NZ Open to go ahead next year

New Zealand golfing legend, Sir Bob Charles with the Claret Jug after his victory at the British Open in 1963. Photo: Photosport.nz
New Zealand golfing legend, Sir Bob Charles with the Claret Jug after his victory at the British Open in 1963. Photo: Photosport.nz
The NZ Open is a go for 2022.

Tournament chairman John Hart said given the "overwhelmingly positive support'' from key stakeholders, the organising committee has confirmed the 102nd edition of the Open will be played at Millbrook Resort, near Arrowtown, between March 31 and April 3.

Due to Covid restrictions the tournament has not been held since 2020.

Mr Hart said following discussions with PGA Tour of Australasia and Asian Tour, the co-sanctioning partners, tournament organisers were confident a strong international field would be able to play at the Open, "subject only to arriving at satisfactory options for players having to self-isolate upon entry to New Zealand".

“We have had initial conversations with a number of international based players who have indicated that they would be willing to isolate ahead of the tournament if practice facilities were available.

"We are now working through options with the Government on how this will work and are confident in finding a positive outcome for all."

Mr Hart said it was humbling and gratifying to see the level of support for the tournament, including from sponsors, international partners, the Ishii family and Millbrook.

In addition to teeing it up to claim the Brodie Breeze trophy as the 102nd Champion, the professional players next year will have the added incentive of a potential spot at The Open played at St Andrews.

The Open has been included in The Open Qualifying Series for the first time, which will see the top three finishers gain a coveted place in the field for the 150th playing of The Open at St Andrews next July.

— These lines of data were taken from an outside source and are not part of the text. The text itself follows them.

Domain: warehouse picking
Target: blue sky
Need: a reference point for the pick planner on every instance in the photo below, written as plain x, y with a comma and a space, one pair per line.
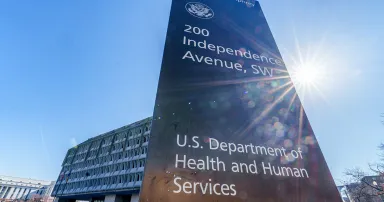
73, 69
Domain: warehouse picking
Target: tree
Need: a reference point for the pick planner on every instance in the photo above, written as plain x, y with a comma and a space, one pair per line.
366, 187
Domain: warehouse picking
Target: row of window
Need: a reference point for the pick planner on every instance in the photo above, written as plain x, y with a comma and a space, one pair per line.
105, 159
107, 169
112, 157
103, 181
115, 148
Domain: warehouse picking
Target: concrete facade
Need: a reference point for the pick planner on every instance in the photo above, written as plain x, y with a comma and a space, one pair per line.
108, 167
16, 188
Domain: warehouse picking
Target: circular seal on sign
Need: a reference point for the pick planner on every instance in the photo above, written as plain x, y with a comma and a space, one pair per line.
199, 10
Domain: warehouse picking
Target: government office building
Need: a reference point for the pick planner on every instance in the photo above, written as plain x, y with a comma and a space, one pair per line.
108, 167
24, 189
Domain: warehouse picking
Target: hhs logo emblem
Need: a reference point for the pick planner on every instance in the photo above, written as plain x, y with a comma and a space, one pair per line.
199, 10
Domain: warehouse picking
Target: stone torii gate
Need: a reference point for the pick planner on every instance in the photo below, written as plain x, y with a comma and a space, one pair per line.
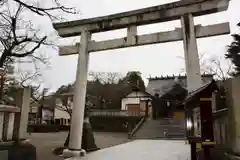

"To have three guaranteed spots for the top finishers at the New Zealand Open at The Open is exceptional news, and we believe this will draw more and more international players to Queenstown in March," Mr Hart said.

Golf New Zealand Chief Executive, Dean Murphy said the opportunity "adds significantly" to the NZ Open's history.

“It’s pretty exciting that our national championship in New Zealand has been given the opportunity to have three places at the 150th milestone playing of The Open.

"We hope that this extra incentive provides those in the field a little more motivation to be at the top of the leaderboard when the final putt is sunk at Millbrook next year.

“All kiwi golfers have a close affinity with The Open, following Sir Bob Charles’ win back in 1963.

"Today’s announcement represents a real opportunity for another kiwi to compete for the Claret Jug” said Murphy.

Sir Bob Charles, who famously claimed the Claret Jug in 1963 over American Phil Rodgers and became the first kiwi to win a Major said he was "delighted" the R&A had recognised the NZ Open with the opportunity, "and I hope that we will see more Kiwis play in this historic event".